(Story updated at 2:50 p.m. ET)
Only four hospitals have achieved Stage 2 meaningful use
of electronic health records
seven months into the reporting period for hospitals enrolled in the federal EHR incentive-payment program, a CMS
official reported today.
Among physicians and other eligible professionals—who are four months into their reporting year—only 50 have attested to Stage 2 meaningful use, said Elisabeth Myers, policy and outreach lead at the CMS' Office of eHealth Standards and Services, during a presentation to the agency's Health Information Technology Policy Committee.
Those low numbers mean that many hospitals and vendors will be under tremendous pressure in the closing months of their incentive payment years to hit Stage 2 or suffer lower Medicare reimbursements.
Asked by a committee member if the Stage 2 program was successful, Myers said, “We don't have enough data.”
The first Stage 2 attestation period for hospitals began at the start of the federal fiscal year, Oct. 1, 2013. Their second 90-day period started Jan. 1, 2014. Under current program rules, hospitals that have completed two or three years of meaningful use at Stage 1 of the Medicare portion of the program have to advance and achieve 90 consecutive days of meaningful use at more stringent Stage 2 meaningful-use levels during the 2014 fiscal year, or face losing their incentive payments and incurring a 1% reduction in future Medicare reimbursements.
Physicians and other eligible professionals who have attested to two or more years at Stage 1 of the Medicare EHR incentive program also must step up to Stage 2, but must do so by the end of 2014. The payment year for physicians and other professionals is measured by the calendar year; consequently, their first 90-day attestation period began Jan. 1, 2014.
More than 90% of hospitals and nearly 70% of physicians and other eligible professionals have been paid under the Medicare, Medicaid and Medicare Advantage portions of the EHR incentive payment program, sharing $22.9 billion in payments, most under Stage 1, according to the latest CMS data
According to survey data from the American Hospital Association conducted between November 2013 and February 2014, roughly three-fourths of hospitals surveyed had already installed electronic health record systems that were capable of carrying out 15 of 21 selected Stage 2 functions, but only 10% had systems that would allow patients to view, download and transmit their EHR information. Less than half of EHRs, (49%) could create a summary of care.

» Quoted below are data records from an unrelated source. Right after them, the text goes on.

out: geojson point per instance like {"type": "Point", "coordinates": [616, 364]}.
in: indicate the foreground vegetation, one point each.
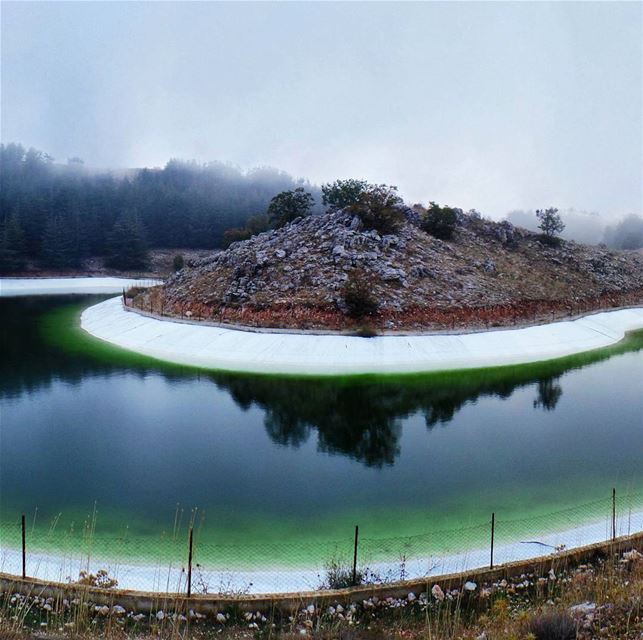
{"type": "Point", "coordinates": [598, 599]}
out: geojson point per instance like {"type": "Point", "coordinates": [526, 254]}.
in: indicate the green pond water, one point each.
{"type": "Point", "coordinates": [91, 432]}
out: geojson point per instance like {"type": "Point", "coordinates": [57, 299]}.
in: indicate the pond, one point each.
{"type": "Point", "coordinates": [90, 431]}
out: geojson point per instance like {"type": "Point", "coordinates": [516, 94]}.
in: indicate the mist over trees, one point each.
{"type": "Point", "coordinates": [59, 214]}
{"type": "Point", "coordinates": [627, 234]}
{"type": "Point", "coordinates": [589, 228]}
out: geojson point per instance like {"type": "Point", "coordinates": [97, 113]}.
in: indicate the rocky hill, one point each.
{"type": "Point", "coordinates": [489, 274]}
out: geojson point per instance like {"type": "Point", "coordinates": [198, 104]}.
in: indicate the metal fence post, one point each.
{"type": "Point", "coordinates": [190, 564]}
{"type": "Point", "coordinates": [613, 514]}
{"type": "Point", "coordinates": [24, 548]}
{"type": "Point", "coordinates": [493, 531]}
{"type": "Point", "coordinates": [355, 555]}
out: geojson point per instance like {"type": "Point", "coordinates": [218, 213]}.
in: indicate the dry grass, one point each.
{"type": "Point", "coordinates": [609, 592]}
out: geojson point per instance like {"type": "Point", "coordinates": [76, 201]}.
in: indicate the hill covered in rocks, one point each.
{"type": "Point", "coordinates": [332, 271]}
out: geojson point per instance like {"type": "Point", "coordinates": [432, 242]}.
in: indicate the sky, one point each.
{"type": "Point", "coordinates": [488, 105]}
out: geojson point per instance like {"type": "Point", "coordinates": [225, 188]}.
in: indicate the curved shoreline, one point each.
{"type": "Point", "coordinates": [13, 287]}
{"type": "Point", "coordinates": [287, 353]}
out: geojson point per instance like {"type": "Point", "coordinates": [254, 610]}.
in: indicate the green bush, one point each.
{"type": "Point", "coordinates": [379, 208]}
{"type": "Point", "coordinates": [440, 222]}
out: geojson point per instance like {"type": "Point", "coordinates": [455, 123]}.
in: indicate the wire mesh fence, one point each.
{"type": "Point", "coordinates": [162, 564]}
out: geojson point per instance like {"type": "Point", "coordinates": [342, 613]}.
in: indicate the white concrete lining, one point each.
{"type": "Point", "coordinates": [215, 347]}
{"type": "Point", "coordinates": [12, 287]}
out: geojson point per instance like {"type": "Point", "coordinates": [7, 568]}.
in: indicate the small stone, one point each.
{"type": "Point", "coordinates": [583, 608]}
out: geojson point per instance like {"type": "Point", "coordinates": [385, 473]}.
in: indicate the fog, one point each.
{"type": "Point", "coordinates": [493, 106]}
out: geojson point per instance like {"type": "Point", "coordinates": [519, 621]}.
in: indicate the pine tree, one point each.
{"type": "Point", "coordinates": [126, 245]}
{"type": "Point", "coordinates": [59, 246]}
{"type": "Point", "coordinates": [12, 245]}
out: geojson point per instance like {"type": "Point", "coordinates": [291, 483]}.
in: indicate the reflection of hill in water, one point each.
{"type": "Point", "coordinates": [359, 417]}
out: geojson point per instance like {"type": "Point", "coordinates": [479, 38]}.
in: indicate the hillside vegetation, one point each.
{"type": "Point", "coordinates": [335, 271]}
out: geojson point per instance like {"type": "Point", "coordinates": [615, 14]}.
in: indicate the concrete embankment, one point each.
{"type": "Point", "coordinates": [216, 347]}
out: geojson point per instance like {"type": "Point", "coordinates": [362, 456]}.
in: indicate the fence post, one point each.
{"type": "Point", "coordinates": [613, 514]}
{"type": "Point", "coordinates": [493, 531]}
{"type": "Point", "coordinates": [24, 548]}
{"type": "Point", "coordinates": [190, 565]}
{"type": "Point", "coordinates": [355, 555]}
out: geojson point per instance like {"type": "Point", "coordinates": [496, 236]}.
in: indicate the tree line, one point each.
{"type": "Point", "coordinates": [58, 214]}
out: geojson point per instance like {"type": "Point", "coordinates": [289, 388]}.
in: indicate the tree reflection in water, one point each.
{"type": "Point", "coordinates": [360, 417]}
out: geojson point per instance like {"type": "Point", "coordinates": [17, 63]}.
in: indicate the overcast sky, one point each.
{"type": "Point", "coordinates": [489, 105]}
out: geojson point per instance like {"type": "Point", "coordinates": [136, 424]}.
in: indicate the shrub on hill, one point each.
{"type": "Point", "coordinates": [440, 222]}
{"type": "Point", "coordinates": [379, 207]}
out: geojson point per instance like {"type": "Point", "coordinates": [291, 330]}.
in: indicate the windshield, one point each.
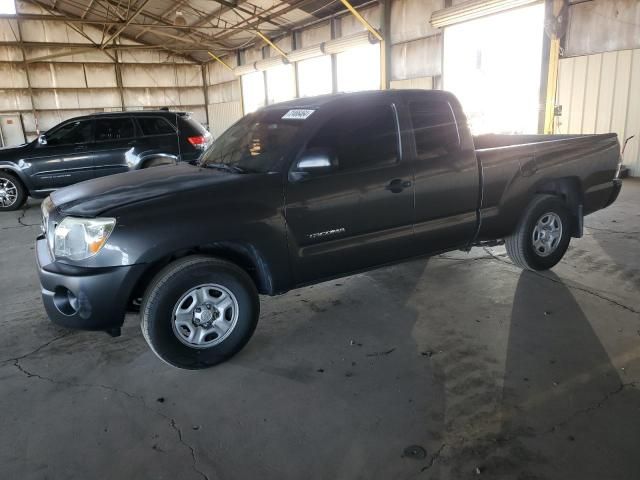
{"type": "Point", "coordinates": [254, 144]}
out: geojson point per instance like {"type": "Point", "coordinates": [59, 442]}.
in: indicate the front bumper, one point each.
{"type": "Point", "coordinates": [81, 297]}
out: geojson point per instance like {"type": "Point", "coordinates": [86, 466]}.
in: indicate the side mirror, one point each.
{"type": "Point", "coordinates": [315, 161]}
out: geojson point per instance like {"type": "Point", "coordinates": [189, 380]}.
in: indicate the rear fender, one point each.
{"type": "Point", "coordinates": [571, 191]}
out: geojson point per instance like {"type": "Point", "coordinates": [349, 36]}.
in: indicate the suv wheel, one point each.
{"type": "Point", "coordinates": [543, 234]}
{"type": "Point", "coordinates": [199, 311]}
{"type": "Point", "coordinates": [12, 192]}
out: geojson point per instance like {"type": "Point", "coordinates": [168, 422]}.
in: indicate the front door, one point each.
{"type": "Point", "coordinates": [66, 158]}
{"type": "Point", "coordinates": [446, 175]}
{"type": "Point", "coordinates": [358, 214]}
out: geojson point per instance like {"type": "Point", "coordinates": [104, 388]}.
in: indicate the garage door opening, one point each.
{"type": "Point", "coordinates": [493, 64]}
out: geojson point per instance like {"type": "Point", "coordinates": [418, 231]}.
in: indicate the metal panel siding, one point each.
{"type": "Point", "coordinates": [410, 19]}
{"type": "Point", "coordinates": [14, 100]}
{"type": "Point", "coordinates": [316, 35]}
{"type": "Point", "coordinates": [598, 95]}
{"type": "Point", "coordinates": [605, 96]}
{"type": "Point", "coordinates": [424, 83]}
{"type": "Point", "coordinates": [471, 9]}
{"type": "Point", "coordinates": [223, 115]}
{"type": "Point", "coordinates": [100, 75]}
{"type": "Point", "coordinates": [225, 92]}
{"type": "Point", "coordinates": [420, 58]}
{"type": "Point", "coordinates": [603, 25]}
{"type": "Point", "coordinates": [12, 76]}
{"type": "Point", "coordinates": [592, 89]}
{"type": "Point", "coordinates": [10, 54]}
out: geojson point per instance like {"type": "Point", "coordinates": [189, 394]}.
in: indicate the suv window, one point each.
{"type": "Point", "coordinates": [155, 126]}
{"type": "Point", "coordinates": [435, 129]}
{"type": "Point", "coordinates": [70, 133]}
{"type": "Point", "coordinates": [114, 128]}
{"type": "Point", "coordinates": [362, 138]}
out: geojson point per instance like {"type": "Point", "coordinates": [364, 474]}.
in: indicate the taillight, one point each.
{"type": "Point", "coordinates": [200, 141]}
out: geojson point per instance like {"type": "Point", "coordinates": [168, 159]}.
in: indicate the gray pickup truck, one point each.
{"type": "Point", "coordinates": [302, 192]}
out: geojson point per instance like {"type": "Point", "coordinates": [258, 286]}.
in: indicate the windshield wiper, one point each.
{"type": "Point", "coordinates": [224, 166]}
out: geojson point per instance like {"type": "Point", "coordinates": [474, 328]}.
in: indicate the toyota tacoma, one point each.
{"type": "Point", "coordinates": [301, 192]}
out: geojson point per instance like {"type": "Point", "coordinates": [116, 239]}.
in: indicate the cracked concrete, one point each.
{"type": "Point", "coordinates": [489, 369]}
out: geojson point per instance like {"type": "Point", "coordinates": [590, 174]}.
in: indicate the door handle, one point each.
{"type": "Point", "coordinates": [397, 185]}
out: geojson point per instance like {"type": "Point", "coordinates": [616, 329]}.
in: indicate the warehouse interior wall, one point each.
{"type": "Point", "coordinates": [598, 73]}
{"type": "Point", "coordinates": [45, 89]}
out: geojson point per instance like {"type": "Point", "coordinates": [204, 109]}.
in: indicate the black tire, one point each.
{"type": "Point", "coordinates": [21, 193]}
{"type": "Point", "coordinates": [169, 286]}
{"type": "Point", "coordinates": [520, 245]}
{"type": "Point", "coordinates": [158, 162]}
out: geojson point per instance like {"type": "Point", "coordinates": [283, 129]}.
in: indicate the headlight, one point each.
{"type": "Point", "coordinates": [80, 238]}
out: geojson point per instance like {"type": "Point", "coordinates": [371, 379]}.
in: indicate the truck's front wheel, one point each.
{"type": "Point", "coordinates": [543, 234]}
{"type": "Point", "coordinates": [12, 193]}
{"type": "Point", "coordinates": [199, 311]}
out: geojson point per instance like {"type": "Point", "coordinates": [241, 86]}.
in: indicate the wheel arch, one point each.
{"type": "Point", "coordinates": [241, 254]}
{"type": "Point", "coordinates": [570, 190]}
{"type": "Point", "coordinates": [156, 156]}
{"type": "Point", "coordinates": [18, 174]}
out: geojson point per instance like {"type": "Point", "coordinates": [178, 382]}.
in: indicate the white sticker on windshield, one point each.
{"type": "Point", "coordinates": [297, 114]}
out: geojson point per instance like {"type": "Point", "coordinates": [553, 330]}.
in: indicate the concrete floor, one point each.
{"type": "Point", "coordinates": [486, 370]}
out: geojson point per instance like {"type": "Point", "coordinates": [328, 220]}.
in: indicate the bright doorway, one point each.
{"type": "Point", "coordinates": [493, 65]}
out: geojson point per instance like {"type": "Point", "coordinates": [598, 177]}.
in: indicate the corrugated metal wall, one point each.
{"type": "Point", "coordinates": [416, 51]}
{"type": "Point", "coordinates": [225, 98]}
{"type": "Point", "coordinates": [601, 93]}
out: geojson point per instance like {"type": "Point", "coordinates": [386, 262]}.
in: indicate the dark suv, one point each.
{"type": "Point", "coordinates": [83, 148]}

Some of the pushback in the provider community on the Stage 2 program stems from reports that vendors—also beset with product upgrades to meet ICD-10 coding requirements—have been late in readying their systems for the demands of the EHR incentive-payment program.
In 2014, all providers that qualify for the program at either Stage 1 or Stage 2, must use EHRs that have been tested and certified to new functional criteria, the so-called “2014 Edition” software standards.

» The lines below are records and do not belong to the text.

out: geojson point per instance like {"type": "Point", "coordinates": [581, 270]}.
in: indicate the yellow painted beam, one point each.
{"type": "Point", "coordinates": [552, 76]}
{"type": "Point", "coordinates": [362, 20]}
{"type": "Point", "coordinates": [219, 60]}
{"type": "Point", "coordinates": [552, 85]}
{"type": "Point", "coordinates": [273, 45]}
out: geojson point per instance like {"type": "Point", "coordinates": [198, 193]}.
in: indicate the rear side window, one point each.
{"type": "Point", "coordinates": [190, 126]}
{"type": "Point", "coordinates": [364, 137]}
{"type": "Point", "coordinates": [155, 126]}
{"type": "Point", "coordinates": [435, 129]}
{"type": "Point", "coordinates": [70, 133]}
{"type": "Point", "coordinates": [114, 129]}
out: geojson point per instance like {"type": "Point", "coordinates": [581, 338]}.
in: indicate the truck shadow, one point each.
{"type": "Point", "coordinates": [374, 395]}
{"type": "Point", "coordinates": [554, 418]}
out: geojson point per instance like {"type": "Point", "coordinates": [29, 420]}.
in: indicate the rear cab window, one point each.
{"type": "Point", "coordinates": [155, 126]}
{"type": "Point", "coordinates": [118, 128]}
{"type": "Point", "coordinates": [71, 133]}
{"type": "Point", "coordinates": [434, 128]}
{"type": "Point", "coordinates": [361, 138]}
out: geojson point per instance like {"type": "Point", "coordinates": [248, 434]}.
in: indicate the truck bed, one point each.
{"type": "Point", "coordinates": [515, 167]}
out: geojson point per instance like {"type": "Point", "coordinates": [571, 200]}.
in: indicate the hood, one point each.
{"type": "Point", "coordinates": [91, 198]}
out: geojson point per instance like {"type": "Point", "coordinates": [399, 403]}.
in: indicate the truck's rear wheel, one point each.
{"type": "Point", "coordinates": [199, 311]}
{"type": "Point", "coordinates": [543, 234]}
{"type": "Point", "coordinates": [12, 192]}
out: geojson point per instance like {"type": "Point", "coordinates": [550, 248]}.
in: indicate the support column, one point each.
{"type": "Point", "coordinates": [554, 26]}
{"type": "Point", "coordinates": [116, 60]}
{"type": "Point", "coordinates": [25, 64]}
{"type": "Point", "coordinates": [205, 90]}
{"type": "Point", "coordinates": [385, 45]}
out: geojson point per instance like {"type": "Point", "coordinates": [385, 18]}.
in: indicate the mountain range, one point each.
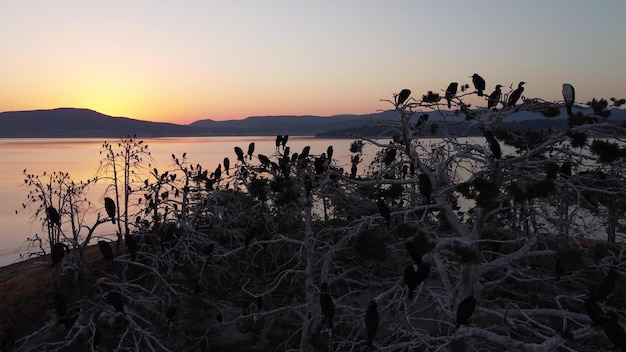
{"type": "Point", "coordinates": [84, 123]}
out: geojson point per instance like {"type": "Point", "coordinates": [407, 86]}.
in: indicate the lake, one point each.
{"type": "Point", "coordinates": [81, 157]}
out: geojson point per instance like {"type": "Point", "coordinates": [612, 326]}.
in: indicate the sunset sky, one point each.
{"type": "Point", "coordinates": [181, 61]}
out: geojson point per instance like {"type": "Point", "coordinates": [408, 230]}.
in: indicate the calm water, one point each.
{"type": "Point", "coordinates": [80, 157]}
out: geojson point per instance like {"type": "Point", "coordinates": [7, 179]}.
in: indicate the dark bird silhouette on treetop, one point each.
{"type": "Point", "coordinates": [451, 92]}
{"type": "Point", "coordinates": [569, 95]}
{"type": "Point", "coordinates": [494, 97]}
{"type": "Point", "coordinates": [106, 250]}
{"type": "Point", "coordinates": [414, 251]}
{"type": "Point", "coordinates": [371, 322]}
{"type": "Point", "coordinates": [384, 211]}
{"type": "Point", "coordinates": [109, 206]}
{"type": "Point", "coordinates": [53, 216]}
{"type": "Point", "coordinates": [327, 305]}
{"type": "Point", "coordinates": [517, 93]}
{"type": "Point", "coordinates": [227, 165]}
{"type": "Point", "coordinates": [115, 299]}
{"type": "Point", "coordinates": [465, 310]}
{"type": "Point", "coordinates": [402, 97]}
{"type": "Point", "coordinates": [410, 279]}
{"type": "Point", "coordinates": [57, 253]}
{"type": "Point", "coordinates": [239, 153]}
{"type": "Point", "coordinates": [479, 84]}
{"type": "Point", "coordinates": [425, 187]}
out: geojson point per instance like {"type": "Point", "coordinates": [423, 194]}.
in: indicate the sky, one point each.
{"type": "Point", "coordinates": [182, 61]}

Hospitals are faring somewhat better than physicians in their vendor readiness for needed EHR systems upgrades to meet Stage 2 criteria, according to data presented by Jennifer King, acting director, office of economic analysis, education and modeling, at the HHS' Office of the National Coordinator for Health Information Technology.
As of April, 95% of hospitals that have already attested to having previously met Stage 1 meaningful use are deemed by the ONC as “likely” they'll be able to upgrade their current products, or add new products from their current vendors to meet the 2014 Edition “base EHR,” according to a presentation from King using an ONC analysis of program data.
For physicians and other professionals who have previously attested to meaningful use, 83% are using EHRs in which it's likely they can upgrade to a 2014 Edition EHR without needing to switch vendors. Of those that have attested previously, 5% of hospitals and 17% of physicians and other eligible professionals are currently using systems that don't have a 2014 certified-base EHR product.
Presumably, those providers will either have to wait for their vendors to upgrade, test and certify their products, or switch to another vendor's system if they expect to make Stage 2.
For some medical specialists, radiologists, pathologists and anesthesiologists, 24% are using a vendor's product that hasn't been tested and certified to 2014 Edition certified-base EHR standards, King reported. Non-physician “eligible professionals” fare far worse, with 44% of podiatrists and 87% of chiropractors using systems from vendors that don't yet have a 2014 Edition certified-base EHR product.
One problem with “base EHRs” as a gauge for Stage 2 preparedness, however, is that providers cannot meet Stage 2 requirements with a base EHR alone.